# Lunkers love nightcrawlers



## Snakecharmer (Apr 9, 2008)

My brother bought the book of that title in the 70's. Short summary, we now use #8 aberdeen hooks hooking the crawler once though the nose when we're still fishing for smallies and walleye's. Never had a problem with hooking fish ever with that tiny hook - it looks like a perch hook...The first year using it he caught a 5 1/2 smallie in Parry Sound Canada...Anybody out there use this stretgy or how do you fish crawlers?


----------



## jmenchhofer (Jan 12, 2007)

I've caught a bunch of largemouth fishing ponds using a #6 or #8 aberdeen hook with a 1/16 oz. worm weight and hooking the worm through the nose, just as you said. It's pretty effective this time of year, before the weeds get going. We also used to sometimes replace the worm weight with a split shot a foot or so in front of the hook and inflate the work with a worm blower to keep it floating above the bottom. I've also caught a few creek smallies in the fall using this technique.


----------



## Smallmouth Crazy (Apr 4, 2006)

I used to have access to a pond in southern Ohio(family member sold the property ) but my son used to kill the LM in there on crawlers, couple years back he caught a LM 3+lbs on a crawler, he was as excited as he could be..me to for that matter


----------



## Blue Pike (Apr 24, 2004)

Yep, Charmer. Like your brother I bought a copy of Lunkers Love Nightcrawlers back in the 70&#8217;s.

To this day, some 30+ years later I still use the Mustad Aberdeen #3261 Bronze hooks and 4 to 6 pound test line for fishing crawlers using this system of fishing.

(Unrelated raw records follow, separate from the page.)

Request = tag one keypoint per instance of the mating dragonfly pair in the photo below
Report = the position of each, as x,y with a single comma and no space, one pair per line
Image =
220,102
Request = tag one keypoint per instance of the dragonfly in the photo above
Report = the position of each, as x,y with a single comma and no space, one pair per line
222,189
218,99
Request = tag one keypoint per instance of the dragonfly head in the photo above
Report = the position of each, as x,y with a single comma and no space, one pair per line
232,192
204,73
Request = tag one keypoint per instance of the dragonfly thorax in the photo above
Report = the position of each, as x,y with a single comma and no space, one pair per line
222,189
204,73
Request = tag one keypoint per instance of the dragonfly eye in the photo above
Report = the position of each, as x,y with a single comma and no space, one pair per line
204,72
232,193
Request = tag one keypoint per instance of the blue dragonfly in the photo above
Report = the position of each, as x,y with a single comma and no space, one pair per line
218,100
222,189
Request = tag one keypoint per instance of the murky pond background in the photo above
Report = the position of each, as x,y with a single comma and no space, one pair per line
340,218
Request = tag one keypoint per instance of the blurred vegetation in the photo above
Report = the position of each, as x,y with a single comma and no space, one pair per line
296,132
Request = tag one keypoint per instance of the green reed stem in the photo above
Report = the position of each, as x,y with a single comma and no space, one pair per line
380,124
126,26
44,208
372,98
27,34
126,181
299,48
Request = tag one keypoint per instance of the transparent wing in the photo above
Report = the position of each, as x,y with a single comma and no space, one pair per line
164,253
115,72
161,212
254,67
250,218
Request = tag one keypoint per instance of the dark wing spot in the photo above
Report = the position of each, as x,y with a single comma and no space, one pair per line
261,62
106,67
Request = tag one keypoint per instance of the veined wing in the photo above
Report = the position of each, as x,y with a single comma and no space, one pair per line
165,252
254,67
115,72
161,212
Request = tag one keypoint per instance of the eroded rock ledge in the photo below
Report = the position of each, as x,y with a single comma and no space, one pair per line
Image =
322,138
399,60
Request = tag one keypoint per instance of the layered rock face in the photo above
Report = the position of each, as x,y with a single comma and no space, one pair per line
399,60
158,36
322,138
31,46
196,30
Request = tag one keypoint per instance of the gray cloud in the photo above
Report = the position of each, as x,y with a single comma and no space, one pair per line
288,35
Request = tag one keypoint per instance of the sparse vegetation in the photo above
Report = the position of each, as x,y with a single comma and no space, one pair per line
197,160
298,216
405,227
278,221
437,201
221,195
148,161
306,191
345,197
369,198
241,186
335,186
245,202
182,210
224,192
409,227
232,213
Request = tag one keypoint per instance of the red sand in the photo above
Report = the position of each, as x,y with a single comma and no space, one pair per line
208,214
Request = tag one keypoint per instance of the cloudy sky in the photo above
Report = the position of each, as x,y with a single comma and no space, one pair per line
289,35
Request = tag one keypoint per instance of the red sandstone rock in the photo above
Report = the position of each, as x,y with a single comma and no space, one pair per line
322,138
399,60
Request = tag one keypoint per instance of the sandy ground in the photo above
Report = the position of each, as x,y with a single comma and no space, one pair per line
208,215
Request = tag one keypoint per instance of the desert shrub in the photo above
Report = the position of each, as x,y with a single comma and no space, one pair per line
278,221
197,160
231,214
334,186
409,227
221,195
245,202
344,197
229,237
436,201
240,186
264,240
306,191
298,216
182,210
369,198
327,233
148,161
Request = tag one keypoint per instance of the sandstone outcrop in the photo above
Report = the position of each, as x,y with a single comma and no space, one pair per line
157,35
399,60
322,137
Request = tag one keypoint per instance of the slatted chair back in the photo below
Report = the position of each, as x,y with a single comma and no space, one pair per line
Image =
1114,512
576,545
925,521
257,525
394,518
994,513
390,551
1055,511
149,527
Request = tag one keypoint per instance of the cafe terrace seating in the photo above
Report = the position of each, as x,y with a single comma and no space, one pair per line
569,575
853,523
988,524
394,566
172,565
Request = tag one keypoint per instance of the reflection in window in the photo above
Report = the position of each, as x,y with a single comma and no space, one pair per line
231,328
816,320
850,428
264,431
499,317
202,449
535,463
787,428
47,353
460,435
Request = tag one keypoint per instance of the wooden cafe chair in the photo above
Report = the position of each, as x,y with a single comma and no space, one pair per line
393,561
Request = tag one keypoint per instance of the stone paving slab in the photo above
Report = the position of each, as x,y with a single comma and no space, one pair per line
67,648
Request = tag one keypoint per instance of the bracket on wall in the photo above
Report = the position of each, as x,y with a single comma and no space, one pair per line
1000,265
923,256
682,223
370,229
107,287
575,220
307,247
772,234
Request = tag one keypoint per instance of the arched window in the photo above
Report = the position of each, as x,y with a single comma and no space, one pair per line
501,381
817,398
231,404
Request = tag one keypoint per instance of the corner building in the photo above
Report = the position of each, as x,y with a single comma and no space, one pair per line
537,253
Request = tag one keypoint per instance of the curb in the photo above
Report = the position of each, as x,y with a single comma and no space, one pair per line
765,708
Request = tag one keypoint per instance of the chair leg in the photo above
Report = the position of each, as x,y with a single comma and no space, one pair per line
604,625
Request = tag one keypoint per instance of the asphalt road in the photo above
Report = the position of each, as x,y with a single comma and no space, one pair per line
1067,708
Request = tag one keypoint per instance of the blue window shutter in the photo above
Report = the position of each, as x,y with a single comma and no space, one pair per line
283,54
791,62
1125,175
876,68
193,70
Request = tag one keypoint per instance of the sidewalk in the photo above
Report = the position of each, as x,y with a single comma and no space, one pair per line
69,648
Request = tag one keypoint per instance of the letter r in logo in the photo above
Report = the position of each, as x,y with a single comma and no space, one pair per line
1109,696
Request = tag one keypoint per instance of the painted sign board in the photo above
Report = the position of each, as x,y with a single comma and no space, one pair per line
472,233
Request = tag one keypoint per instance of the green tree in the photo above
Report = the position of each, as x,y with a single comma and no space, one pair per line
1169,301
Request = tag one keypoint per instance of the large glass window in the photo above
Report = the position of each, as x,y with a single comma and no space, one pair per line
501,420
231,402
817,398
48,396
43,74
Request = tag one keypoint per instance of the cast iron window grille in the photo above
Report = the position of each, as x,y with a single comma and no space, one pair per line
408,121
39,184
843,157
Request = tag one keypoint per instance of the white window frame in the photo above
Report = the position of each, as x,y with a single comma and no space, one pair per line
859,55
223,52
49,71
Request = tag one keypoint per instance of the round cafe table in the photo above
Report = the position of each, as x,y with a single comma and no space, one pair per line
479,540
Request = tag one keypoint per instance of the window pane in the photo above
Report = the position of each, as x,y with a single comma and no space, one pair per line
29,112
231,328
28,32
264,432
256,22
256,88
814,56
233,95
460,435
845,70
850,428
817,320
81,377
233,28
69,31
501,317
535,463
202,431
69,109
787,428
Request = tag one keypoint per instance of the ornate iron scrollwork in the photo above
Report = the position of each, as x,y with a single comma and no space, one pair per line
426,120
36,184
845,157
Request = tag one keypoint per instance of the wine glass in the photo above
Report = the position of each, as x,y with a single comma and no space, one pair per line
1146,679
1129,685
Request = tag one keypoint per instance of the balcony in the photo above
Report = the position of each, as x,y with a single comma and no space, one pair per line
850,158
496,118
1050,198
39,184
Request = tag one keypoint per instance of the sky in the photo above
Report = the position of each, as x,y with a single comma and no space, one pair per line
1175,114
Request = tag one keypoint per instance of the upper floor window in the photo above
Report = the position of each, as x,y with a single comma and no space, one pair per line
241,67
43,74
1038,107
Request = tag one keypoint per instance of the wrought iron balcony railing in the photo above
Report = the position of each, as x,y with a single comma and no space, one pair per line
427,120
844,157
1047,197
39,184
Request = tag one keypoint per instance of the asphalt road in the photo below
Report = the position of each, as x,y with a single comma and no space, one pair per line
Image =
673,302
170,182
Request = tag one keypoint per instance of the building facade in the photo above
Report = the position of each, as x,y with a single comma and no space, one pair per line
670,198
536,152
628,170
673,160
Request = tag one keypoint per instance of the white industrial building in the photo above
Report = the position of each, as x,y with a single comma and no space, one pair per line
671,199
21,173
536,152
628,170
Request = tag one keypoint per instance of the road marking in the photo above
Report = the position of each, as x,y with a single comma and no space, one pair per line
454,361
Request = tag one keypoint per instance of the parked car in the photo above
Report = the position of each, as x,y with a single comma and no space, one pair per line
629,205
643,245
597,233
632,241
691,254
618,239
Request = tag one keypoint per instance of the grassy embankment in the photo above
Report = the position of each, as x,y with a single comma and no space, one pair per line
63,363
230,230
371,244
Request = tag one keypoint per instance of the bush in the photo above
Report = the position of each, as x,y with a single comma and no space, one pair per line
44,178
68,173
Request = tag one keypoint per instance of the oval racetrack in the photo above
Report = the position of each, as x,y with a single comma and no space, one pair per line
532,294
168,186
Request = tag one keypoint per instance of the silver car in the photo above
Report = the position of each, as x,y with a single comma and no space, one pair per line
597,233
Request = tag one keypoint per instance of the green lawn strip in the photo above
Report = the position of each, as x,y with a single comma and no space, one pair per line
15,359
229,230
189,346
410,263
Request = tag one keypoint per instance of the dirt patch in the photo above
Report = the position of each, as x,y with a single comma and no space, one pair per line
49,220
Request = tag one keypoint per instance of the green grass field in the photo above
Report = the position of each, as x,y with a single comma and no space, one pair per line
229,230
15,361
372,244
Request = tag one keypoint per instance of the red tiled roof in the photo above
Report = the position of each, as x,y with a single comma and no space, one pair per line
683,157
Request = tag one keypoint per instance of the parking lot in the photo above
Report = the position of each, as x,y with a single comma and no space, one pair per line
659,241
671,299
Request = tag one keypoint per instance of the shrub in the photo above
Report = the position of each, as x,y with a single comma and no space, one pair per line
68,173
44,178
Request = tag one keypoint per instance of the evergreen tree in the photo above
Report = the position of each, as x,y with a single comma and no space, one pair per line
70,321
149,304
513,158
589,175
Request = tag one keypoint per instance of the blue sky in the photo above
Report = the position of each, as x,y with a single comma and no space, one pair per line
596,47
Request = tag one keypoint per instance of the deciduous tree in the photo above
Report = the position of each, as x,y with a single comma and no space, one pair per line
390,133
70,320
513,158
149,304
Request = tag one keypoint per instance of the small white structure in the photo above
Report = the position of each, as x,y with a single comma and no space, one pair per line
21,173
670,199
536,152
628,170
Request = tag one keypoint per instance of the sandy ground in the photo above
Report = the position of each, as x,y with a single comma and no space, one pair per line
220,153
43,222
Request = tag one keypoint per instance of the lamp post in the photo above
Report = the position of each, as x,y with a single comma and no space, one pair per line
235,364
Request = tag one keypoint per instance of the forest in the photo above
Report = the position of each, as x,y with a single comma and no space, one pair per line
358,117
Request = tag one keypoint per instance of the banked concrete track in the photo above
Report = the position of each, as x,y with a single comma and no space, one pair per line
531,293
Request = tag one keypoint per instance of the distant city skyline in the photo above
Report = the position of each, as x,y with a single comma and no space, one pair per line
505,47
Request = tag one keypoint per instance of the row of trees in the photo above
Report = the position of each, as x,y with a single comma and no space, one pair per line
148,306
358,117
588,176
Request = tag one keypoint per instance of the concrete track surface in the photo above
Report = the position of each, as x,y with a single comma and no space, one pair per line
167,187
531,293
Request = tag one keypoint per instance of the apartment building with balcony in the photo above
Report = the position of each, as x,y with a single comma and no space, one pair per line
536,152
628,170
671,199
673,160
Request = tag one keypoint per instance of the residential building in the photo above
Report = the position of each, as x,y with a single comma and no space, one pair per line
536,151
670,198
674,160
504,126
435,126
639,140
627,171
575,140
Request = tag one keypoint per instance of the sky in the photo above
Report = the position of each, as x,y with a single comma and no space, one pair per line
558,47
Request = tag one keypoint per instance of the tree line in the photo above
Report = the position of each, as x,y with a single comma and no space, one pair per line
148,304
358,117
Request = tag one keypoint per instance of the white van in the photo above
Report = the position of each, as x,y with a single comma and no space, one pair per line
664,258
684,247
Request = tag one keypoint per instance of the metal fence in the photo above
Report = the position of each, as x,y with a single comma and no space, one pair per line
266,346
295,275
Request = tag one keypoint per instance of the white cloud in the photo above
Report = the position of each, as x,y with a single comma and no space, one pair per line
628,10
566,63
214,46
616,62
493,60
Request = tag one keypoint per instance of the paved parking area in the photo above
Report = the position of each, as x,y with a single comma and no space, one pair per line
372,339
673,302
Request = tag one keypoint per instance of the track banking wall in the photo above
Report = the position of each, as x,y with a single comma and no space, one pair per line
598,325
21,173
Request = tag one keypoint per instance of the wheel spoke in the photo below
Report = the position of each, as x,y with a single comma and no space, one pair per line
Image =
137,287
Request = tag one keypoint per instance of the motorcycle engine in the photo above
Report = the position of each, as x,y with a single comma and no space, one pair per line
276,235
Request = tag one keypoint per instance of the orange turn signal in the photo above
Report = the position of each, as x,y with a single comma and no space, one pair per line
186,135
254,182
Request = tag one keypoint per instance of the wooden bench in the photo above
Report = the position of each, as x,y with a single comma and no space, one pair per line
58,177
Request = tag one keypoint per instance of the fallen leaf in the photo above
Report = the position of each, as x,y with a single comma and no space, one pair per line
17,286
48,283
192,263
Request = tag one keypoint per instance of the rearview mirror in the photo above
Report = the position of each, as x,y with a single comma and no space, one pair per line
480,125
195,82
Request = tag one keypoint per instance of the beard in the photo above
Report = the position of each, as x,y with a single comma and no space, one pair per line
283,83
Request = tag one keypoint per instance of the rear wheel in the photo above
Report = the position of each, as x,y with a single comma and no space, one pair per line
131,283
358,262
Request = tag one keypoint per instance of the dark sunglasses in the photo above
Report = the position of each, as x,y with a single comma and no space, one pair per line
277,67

But what really made that $2.95 book with the jumping bass on the cover worth every penny I spent for it back in 1974. 
Chapter 19, Structure is where the fish are.
That one chapter in that $3 book got me into fishing places that I never would have fished, drop offs, weed lines, humps and bumps, points and so on. That chapter in that book sent me on a never ending quest to learn as much as possible about fishing, 

It&#8217;s been a fun ride.


----------



## Snakecharmer (Apr 9, 2008)

My brother was not much of a reader back then. That book "Lunkers love Nightcrawler" may have been the first book he read for fun. Well he devoured that and many fishing magazines and before we knew it, He went to BGSU, got an accounting degree , later a masters, and it currently teaching college in S.C.. All because of a love of fishing got him to read for pleasure and knowledge...His son didn't fall far from the tree and in now at Hocking Tech majoring in wildlife mgmt.He's suppose to be working with ODNR this summer...

I'm going to dust off that book and give it a quick re-read...I had forgotten about some of the other lessons in there...


----------



## WPM (Jun 9, 2006)

What a great book! We loved it back in the 70's
(Some of it is a BIT over-the-top. We used to chuckle over the intro chapter where the author takes a rookie fishing - imagining what it would be like to have the expert tossing your bait over the side and snapping your knots with two fingers.)
Seriously, though, tons of good info (where would we be without structure fishing?) Have you tried _back-trolling _with nightcrawler secrets? I dusted _that_ off a couple years ago at Highlandtown and got 4 or 5 LMs in the middle of a sunny day.
Let's see, I've got a supply of walking sinkers, now where did I put that "worm blower"?
NDG


----------